3. Champagne making is quite complex.
It’s not easy to make a champagne: it’s a complicated process that requires lots of experience, knowledge and is strictly regulated by Committee Champagne. The grape collected by hand from the specialised vineyards of private growers is usually bought by a big Champagne house (some houses have been working with the same grower families for generations!). Grape should arrive intact before being pressed. The juice is bottled, first and second fermentation with yeast and sugar follow. Then the deposit left after the yeast autolysis (when all the sugar has been consumed by the microorganisms) is removed and maturation turns grape juice into the divine drink. Sugar may be added as a final step too before the bottle is corked.
4. Good champagne has a crown.
You can recognise that you’re drinking a good champagne by the bubbles that stay near the sides of your glass – they are called ‘a crown’.

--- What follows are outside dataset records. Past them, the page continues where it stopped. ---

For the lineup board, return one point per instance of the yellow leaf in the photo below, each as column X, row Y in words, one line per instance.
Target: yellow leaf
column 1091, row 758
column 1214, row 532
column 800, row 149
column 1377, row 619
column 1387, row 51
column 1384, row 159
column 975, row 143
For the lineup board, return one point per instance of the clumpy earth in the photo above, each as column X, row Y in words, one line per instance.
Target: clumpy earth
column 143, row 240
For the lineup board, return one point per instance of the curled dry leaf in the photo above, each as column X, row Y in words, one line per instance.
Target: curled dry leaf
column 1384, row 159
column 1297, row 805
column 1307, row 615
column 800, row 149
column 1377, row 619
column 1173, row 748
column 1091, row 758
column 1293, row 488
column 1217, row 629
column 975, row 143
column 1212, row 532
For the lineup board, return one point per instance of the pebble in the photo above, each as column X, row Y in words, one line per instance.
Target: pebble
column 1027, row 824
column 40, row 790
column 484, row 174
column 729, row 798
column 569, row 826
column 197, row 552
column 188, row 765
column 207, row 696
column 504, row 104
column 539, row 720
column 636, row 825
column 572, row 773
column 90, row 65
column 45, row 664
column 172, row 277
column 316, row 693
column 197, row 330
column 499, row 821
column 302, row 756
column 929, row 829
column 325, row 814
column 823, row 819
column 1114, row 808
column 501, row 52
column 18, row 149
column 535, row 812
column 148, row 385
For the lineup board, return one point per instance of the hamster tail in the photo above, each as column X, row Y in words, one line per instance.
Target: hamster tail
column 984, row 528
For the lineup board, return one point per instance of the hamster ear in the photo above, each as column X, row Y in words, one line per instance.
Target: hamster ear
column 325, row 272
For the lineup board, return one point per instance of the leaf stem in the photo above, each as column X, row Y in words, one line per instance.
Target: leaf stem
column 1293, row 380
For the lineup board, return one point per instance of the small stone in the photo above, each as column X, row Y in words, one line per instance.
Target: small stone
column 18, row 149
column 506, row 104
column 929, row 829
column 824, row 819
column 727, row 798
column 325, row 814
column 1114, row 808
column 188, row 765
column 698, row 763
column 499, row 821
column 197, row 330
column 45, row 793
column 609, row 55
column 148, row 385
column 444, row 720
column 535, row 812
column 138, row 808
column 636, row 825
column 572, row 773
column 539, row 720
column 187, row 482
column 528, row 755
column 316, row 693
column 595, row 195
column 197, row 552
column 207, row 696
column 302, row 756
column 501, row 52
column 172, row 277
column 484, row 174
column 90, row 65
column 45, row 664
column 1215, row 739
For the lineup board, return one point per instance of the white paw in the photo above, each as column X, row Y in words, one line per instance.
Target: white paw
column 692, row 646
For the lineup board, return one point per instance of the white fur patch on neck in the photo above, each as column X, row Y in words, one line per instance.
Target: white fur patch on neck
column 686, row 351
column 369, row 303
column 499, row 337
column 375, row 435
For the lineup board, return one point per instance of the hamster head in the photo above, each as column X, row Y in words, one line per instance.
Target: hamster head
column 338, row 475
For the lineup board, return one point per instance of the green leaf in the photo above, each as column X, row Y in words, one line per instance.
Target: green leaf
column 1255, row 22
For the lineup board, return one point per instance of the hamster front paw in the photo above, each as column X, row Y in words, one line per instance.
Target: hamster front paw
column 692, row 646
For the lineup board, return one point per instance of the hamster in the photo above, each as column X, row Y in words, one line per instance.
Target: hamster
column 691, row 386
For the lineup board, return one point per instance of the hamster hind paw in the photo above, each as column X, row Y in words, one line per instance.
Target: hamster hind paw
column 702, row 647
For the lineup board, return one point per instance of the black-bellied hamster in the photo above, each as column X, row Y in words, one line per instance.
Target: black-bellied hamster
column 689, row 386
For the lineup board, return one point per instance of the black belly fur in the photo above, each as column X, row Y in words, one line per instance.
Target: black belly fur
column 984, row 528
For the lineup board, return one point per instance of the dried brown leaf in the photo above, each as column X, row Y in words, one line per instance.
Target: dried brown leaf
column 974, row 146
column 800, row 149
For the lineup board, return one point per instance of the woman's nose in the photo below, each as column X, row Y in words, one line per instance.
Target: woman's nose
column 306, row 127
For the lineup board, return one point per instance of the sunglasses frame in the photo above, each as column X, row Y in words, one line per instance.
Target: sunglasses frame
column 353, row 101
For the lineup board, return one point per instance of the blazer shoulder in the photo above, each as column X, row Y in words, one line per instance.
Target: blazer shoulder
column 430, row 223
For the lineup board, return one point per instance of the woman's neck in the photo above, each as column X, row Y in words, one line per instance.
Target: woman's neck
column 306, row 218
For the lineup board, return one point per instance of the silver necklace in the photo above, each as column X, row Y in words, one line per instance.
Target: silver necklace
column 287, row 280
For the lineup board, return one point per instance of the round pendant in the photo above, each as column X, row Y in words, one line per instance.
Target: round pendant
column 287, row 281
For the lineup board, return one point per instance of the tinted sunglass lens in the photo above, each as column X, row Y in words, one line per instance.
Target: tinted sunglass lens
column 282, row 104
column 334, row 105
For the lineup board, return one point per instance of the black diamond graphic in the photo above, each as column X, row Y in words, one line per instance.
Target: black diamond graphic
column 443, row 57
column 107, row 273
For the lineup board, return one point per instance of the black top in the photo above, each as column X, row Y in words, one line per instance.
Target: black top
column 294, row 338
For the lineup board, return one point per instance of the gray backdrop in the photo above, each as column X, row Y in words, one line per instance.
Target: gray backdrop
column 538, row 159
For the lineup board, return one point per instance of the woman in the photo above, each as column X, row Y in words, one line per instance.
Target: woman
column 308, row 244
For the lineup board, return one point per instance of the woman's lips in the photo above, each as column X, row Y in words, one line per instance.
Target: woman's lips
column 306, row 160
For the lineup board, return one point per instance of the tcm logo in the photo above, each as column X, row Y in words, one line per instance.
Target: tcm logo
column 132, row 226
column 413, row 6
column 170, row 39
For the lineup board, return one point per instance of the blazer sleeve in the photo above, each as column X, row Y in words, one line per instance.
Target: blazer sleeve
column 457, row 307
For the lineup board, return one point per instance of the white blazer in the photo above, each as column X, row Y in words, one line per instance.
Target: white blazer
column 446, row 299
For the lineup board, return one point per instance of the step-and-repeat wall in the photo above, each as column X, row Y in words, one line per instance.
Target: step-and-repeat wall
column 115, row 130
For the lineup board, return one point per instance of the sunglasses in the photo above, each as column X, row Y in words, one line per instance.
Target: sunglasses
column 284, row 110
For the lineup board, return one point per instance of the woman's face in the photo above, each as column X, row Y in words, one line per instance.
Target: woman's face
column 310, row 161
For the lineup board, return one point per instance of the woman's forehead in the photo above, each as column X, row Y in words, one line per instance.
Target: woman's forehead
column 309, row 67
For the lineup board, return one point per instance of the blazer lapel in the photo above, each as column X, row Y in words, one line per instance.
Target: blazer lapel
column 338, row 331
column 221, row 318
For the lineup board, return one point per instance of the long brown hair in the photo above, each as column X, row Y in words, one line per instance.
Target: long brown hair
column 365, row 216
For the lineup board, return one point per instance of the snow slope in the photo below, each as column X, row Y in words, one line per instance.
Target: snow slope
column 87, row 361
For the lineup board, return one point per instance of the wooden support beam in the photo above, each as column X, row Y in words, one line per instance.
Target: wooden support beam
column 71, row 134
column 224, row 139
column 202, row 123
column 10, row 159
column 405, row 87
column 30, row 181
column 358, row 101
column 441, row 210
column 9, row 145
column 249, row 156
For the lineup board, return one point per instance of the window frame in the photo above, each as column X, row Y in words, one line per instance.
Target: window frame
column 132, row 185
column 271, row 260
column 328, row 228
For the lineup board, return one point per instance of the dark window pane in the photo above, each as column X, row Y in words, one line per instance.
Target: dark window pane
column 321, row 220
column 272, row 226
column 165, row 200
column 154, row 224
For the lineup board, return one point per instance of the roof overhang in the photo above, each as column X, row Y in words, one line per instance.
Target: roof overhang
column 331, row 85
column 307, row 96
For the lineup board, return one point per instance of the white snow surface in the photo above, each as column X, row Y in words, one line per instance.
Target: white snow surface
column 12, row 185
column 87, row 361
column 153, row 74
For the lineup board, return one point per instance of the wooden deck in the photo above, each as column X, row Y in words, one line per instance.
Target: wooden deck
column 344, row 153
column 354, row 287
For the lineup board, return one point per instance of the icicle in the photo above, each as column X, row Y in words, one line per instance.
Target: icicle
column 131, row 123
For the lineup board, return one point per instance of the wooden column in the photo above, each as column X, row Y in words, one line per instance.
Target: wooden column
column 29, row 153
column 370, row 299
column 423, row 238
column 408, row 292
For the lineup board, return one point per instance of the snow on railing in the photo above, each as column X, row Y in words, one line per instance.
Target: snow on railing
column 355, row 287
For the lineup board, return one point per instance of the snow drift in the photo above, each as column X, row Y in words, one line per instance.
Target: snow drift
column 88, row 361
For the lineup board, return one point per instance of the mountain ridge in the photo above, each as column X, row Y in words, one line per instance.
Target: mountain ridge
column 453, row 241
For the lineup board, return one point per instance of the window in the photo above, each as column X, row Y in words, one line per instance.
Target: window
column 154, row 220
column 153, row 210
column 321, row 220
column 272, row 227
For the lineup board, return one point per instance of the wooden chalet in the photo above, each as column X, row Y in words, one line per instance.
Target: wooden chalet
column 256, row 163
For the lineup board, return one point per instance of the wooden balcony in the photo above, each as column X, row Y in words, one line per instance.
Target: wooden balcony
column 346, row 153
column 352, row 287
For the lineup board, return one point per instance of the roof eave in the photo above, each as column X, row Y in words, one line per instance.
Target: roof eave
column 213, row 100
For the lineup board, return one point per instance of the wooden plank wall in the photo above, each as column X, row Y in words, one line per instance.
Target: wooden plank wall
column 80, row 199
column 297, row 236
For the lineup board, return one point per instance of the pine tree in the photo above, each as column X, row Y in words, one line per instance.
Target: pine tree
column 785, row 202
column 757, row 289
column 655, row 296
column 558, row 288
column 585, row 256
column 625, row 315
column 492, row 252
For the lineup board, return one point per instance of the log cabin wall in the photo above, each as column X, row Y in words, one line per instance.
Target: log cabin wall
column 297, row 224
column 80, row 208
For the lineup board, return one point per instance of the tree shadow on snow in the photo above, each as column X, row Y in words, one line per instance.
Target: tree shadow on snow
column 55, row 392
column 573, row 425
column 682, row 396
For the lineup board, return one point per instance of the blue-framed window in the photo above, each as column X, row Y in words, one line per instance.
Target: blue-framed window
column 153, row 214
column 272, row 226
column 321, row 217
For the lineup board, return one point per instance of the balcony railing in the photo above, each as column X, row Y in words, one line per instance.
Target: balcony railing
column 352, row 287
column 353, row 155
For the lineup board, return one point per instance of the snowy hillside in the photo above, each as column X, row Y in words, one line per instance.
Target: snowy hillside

5. Grapes come from different crus.
Crus in other words is a village or a vineyard where grapes grow. There are over 300 crus in Champagne, which are divided into a few groups such as grand cru (the best ones), then premier cru (second best) and the others. Champagne houses tend to produce their best champagne from the grand crus – look for the table on your bottle to check!
6. The UK is one of the largest markets for the champagne producers.
The top country list for the champagne export also includes the USA, Japan, Germany, Italy, Belgium, Australia, Switzerland, China, Spain, and Canada.
7. Champagne tends to get less sweet.
Historically, champagne was a really sweet liquid. But as the time passed, the varieties with less sugar or no added sugar at all were invented and became popular. So, when choosing a champagne, look for the dosage!
8. The Champagne region is focused on sustainability.
One of the goals of champagne producers is to protect the environment, and for this they’re taking care of the biodiversity of nature and reducing the carbon footprint of the industry.
9. Perfect shape of champagne glass is not what you think.
Actually, the perfect way to experience your champagne is to drink it from ballon flute or small white wine glasses. Coupe glasses and flutes might look nice but they don’t allow you to experience the whole pallet of aromas, colour and bubbles.
10. The champagne bottles are very unique.
The shape of champagne bottles didn’t appear out of nowhere. It has been invented to hold the pressure the drink creates. Bottles shaped other way would’ve just exploded. Actually this was a major problem for the champagne of the past: the drink was produced in very small quantities until the English glass-makers innovated the production of glass inventing really strong bottles that enabled the transportation of champagne.
11. Good champagne is about silence.
Do you like a nice popping sound when you open a bottle of champagne? If yes, it means you’re not professional! A properly trained sommelier should be able to open a bottle silently, without any noise.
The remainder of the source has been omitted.